We decided to take a closer look at the contents of the S3 bucket and see that they are all UUIDs (universally unique identifiers) with a few objects correlating snapshots, except for the initial snapshot, which was missing.
We noticed the “Show Versions” toggle in the console and found it odd that the bucket had versioning enabled. We enabled the version switcher and immediately saw “clear marks” everywhere, including one on the original snapshot that corrupted the entire snapshot set.
We found very quickly that the S3 bucket we were using had a 7-day lifecycle rule that deleted all objects older than 7 days.
The lifecycle rule exists so that unmanaged objects in the buckets are automatically deleted to keep costs low and the bucket tidy.
We restored the deleted item and voila, the snapshot listing worked fine. Most importantly, the recovery was a success.
The home track
In our case, Curator needs to manage the snapshot lifecycle, so all we had to do was prevent the lifecycle rule from removing anything in our snapshot repositories by using a scoped path filter on the rule.

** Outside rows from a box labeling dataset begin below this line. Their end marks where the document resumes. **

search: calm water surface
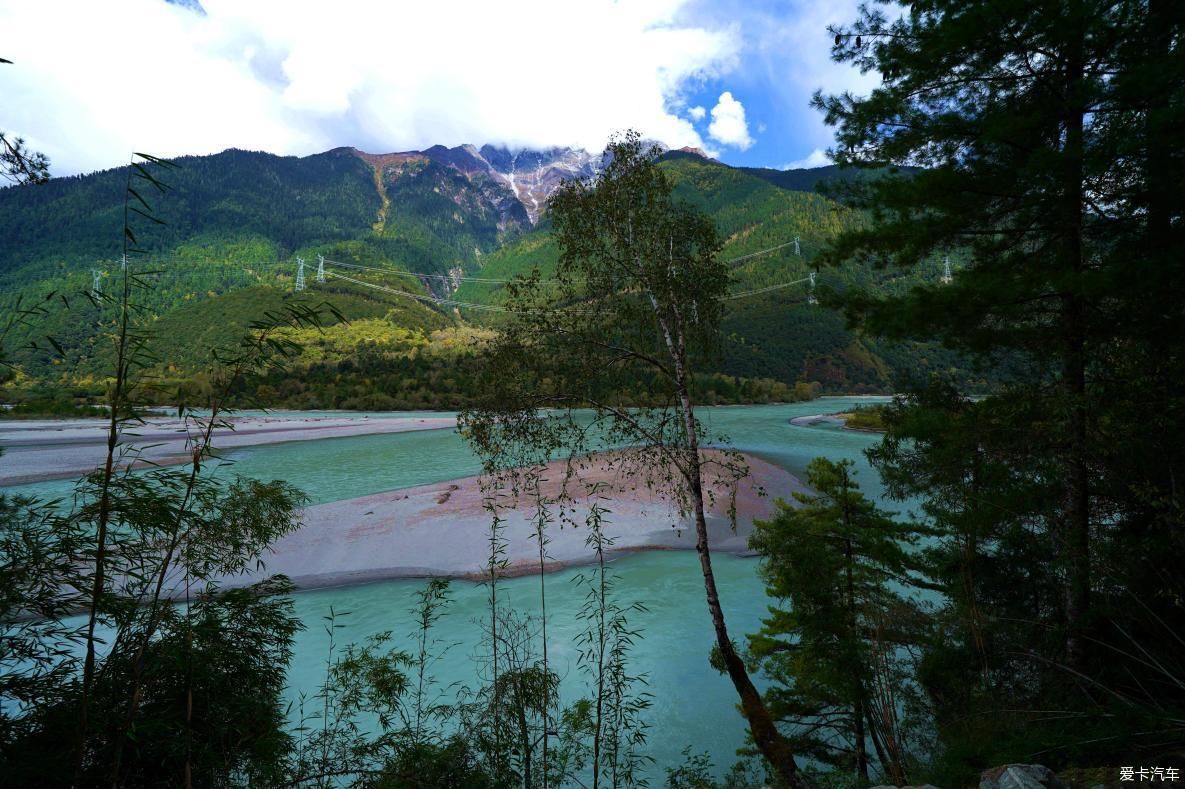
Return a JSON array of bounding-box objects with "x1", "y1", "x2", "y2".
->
[{"x1": 0, "y1": 398, "x2": 892, "y2": 778}]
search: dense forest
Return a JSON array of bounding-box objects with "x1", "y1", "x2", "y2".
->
[
  {"x1": 0, "y1": 137, "x2": 976, "y2": 409},
  {"x1": 0, "y1": 0, "x2": 1185, "y2": 789}
]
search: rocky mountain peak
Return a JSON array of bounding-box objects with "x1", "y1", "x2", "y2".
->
[{"x1": 354, "y1": 145, "x2": 600, "y2": 224}]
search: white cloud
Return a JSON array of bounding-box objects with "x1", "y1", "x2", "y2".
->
[
  {"x1": 0, "y1": 0, "x2": 748, "y2": 174},
  {"x1": 782, "y1": 148, "x2": 832, "y2": 169},
  {"x1": 707, "y1": 90, "x2": 752, "y2": 150}
]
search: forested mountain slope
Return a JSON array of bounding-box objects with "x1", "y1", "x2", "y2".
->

We created a specific S3 prefix called “/auto-purge” that the rule was scoped to. Anything older than 7 days in /auto-purge would be purged and everything else in the bucket would be left alone.
We cleaned everything up again, waited >7 days, ran the restore again with the replicated snapshots, and finally it worked perfectly – backup and restore athon finally complete!
Developing a disaster recovery plan is a tough mental exercise. Implementing and testing every part of it is even more difficult, but it’s an essential business practice that will ensure your business can weather any storm. Sure, a house fire is an unlikely occurrence, but when it does happen, you’ll probably be glad you’ve practiced what to do before smoke starts to billow.
Ensuring business continuity in the event of a vendor failure for the critical parts of your infrastructure presents new challenges, but also offers amazing opportunities to explore solutions like the one presented here. Hopefully our little adventure will help you avoid the pitfalls we encountered while building your own Elasticsearch disaster recovery plan.
note – This article was written and contributed by Mandeep Khinda, DevOps Specialist at Rewind.